水道設備がなければ、毎日の生活は困難に!
さすがに長期間の断水の後に再開されたときはありがたく感じますが、通常の生活において水道設備があるのは当たり前で、水道設備のない一戸建て住宅やマンションなど考えられません。
ところが、厚生労働省が発表した「給水人口と水道普及率」(2016年3月31日現在)の数字をみると、水道(上水道、簡易水道、専用水道の合計)の普及率が100%なのは東京都、大阪府、沖縄県だけです。大半は90%台の後半ですが、90%に満たない県もあるようです。
そして全国合計の普及率は97.9%。人口では269万8823人が水道のない暮らしをしているというデータになっています。もちろん何らかの代替手段はとっているでしょうが、意外と多い数字にちょっとびっくりといった感じです。
しかし、世界を見渡せば水道が整備されていなかったり、水の確保そのものが重要な課題だったりする国や地域も多いようです。さらに、水道水をそのまま飲むことのできる国は世界の中でもごく少数に過ぎないのだとか。
空気と同じように「そこにあるのが当たり前」と考えてしまいがちな水道ですが、そのような環境の中で暮らしていけることに、もっと感謝をしなければいけないのかもしれません。
という話はさておき……。
一戸建て住宅や土地を購入するときには、水道の配管やその埋設状況などについて、しっかりと確認をすることが必要です。とくに中古住宅や土地の場合には、水道管が何らかの問題を抱えていることも少なくないため、十分に注意しなければなりません。
ところが「あって当然の設備」という意識が強いためか、購入するときの確認が疎かになりやすいのも水道です。
重要事項説明では……?
売買契約前に宅地建物取引士が行なう重要事項説明において、マンションの場合にはあまり詳しく触れられませんが、一戸建て住宅や土地の場合には、前面道路の埋設管(本管、配水管)と宅地内へ引き込むための埋設管(引込管、給水管)について、その位置と口径が説明されます。多くの場合は、水道局などで取得した給水装置図面(水道工事の際の図面)なども合わせて示されるでしょう。
しかし、たいていの説明はそこまでです。既設水道管の口径で十分なのか、管の材質に問題はないのか、老朽化や耐震性の問題はないのか、といったことまで深く掘り下げて説明されることはほとんどありません。
もちろん、行政側や水道事業者からの指導や規定に基づいて「引込工事をやり直さなければならない」というような場合には、不動産業者にその旨の説明義務があります。ただし、その場合でも具体的な工事費用まではなかなか説明されないでしょう。

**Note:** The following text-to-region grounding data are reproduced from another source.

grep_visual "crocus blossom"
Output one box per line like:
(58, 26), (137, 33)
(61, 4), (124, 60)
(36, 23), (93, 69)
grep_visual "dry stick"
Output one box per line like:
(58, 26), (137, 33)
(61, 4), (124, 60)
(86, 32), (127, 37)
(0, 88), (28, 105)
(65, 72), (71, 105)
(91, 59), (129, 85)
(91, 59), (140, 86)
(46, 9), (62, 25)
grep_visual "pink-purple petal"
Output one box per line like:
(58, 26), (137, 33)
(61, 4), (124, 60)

水道の引込管がない土地などの場合には、その旨と「新たに工事が必要である」といったことが説明されます。引込工事をやり直す場合も含め、工事費用などについてはあらかじめ指定工事業者などに確認をすることが必要です。
引込管の口径に問題はないか
一般の住宅で使われる引込管(給水管)の口径には、13mm、20mm、25mmなどの種類があります。昔の住宅では13mmが主流となっていましたが、現在の生活様式では水量(水圧)不足が否めません。キッチン、バス、トイレ、洗面所などのうち2か所以上で同時使用したときには、急に水量が落ちることもあるでしょう。タンクレストイレを使っていれば「モノ」が流れないといった事態も起きます。

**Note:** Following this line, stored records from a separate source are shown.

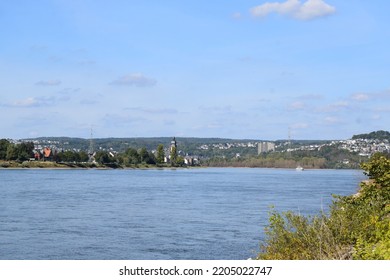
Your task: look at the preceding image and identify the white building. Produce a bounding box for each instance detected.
[258,142,275,154]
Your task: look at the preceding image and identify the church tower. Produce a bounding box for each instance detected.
[170,137,177,152]
[169,137,178,163]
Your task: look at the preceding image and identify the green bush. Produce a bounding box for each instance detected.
[258,153,390,260]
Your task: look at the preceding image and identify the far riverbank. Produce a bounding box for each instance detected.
[0,160,199,170]
[0,160,361,170]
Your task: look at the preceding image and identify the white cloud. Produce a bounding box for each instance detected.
[291,122,309,129]
[1,94,71,108]
[288,101,306,110]
[6,97,55,107]
[295,0,336,20]
[374,107,390,113]
[297,93,324,100]
[12,97,40,107]
[324,116,341,124]
[232,12,242,19]
[58,88,81,94]
[35,80,62,86]
[80,99,99,105]
[250,0,336,20]
[124,107,178,114]
[251,0,300,17]
[199,105,233,113]
[333,101,349,108]
[110,73,157,87]
[317,100,349,112]
[351,93,370,101]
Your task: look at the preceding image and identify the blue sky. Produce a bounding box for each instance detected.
[1,0,389,140]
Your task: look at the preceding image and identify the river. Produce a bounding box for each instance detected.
[0,168,365,259]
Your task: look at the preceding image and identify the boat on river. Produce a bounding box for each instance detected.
[296,165,304,171]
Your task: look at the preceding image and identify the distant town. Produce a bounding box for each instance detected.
[1,130,389,169]
[12,132,390,159]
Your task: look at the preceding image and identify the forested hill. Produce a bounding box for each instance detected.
[352,130,390,141]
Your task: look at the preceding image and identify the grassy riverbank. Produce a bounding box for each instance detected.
[0,160,194,169]
[0,160,69,169]
[0,160,113,169]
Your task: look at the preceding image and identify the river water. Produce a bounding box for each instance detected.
[0,168,365,259]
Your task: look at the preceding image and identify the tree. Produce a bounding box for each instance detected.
[147,152,156,165]
[57,151,75,162]
[176,156,185,166]
[139,147,149,163]
[6,144,18,161]
[126,148,140,164]
[156,144,165,164]
[18,142,34,156]
[78,151,89,162]
[95,151,112,164]
[10,142,35,161]
[0,139,10,160]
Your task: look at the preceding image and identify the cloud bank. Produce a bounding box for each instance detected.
[35,80,62,86]
[250,0,336,20]
[110,73,157,87]
[2,97,55,108]
[124,107,178,114]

一般的な住宅でも20mmが望ましいものの、中古住宅では昔の13mmのままだったり、比較的新しい住宅でも「毎月の基本料金が安い」という理由で、あえて13mmにしていたりすることがあります。一人暮らしの住宅であれば、そのままでもさほど問題が起きることはないでしょう。
ただし、自治体や水道事業者によっては、建物内の水栓器具の数などに応じて引込管の口径を決めている場合もあります。

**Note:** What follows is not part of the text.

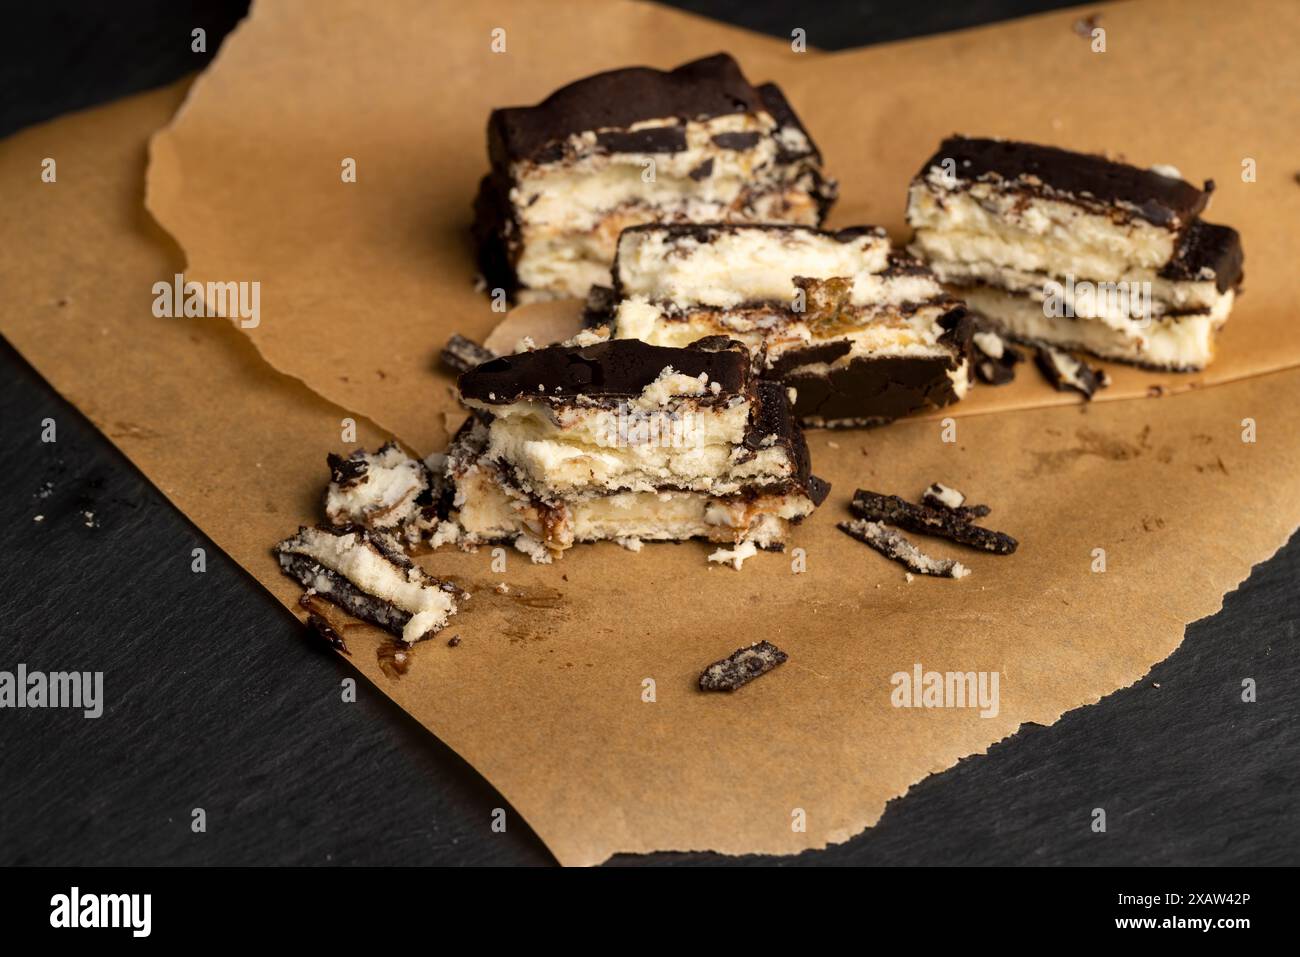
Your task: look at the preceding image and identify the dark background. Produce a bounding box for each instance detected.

購入しようとする住宅の引込管が13mmのときには、20mmでの引き直しが可能か、その費用がどれくらいかかるのか、といったこともしっかりと確認しておくべきです。
ちなみに、東京23区の場合には原則として、20mm以上でなければ新たに水道を引き込むことができません。道路内の埋設管については既に20mmへの更新が終わっているため、道路境界から水道メーターの間の配管がどうなっているのかを確認します。ここに13mmの引込管が残っている場合には、その交換を検討することになります。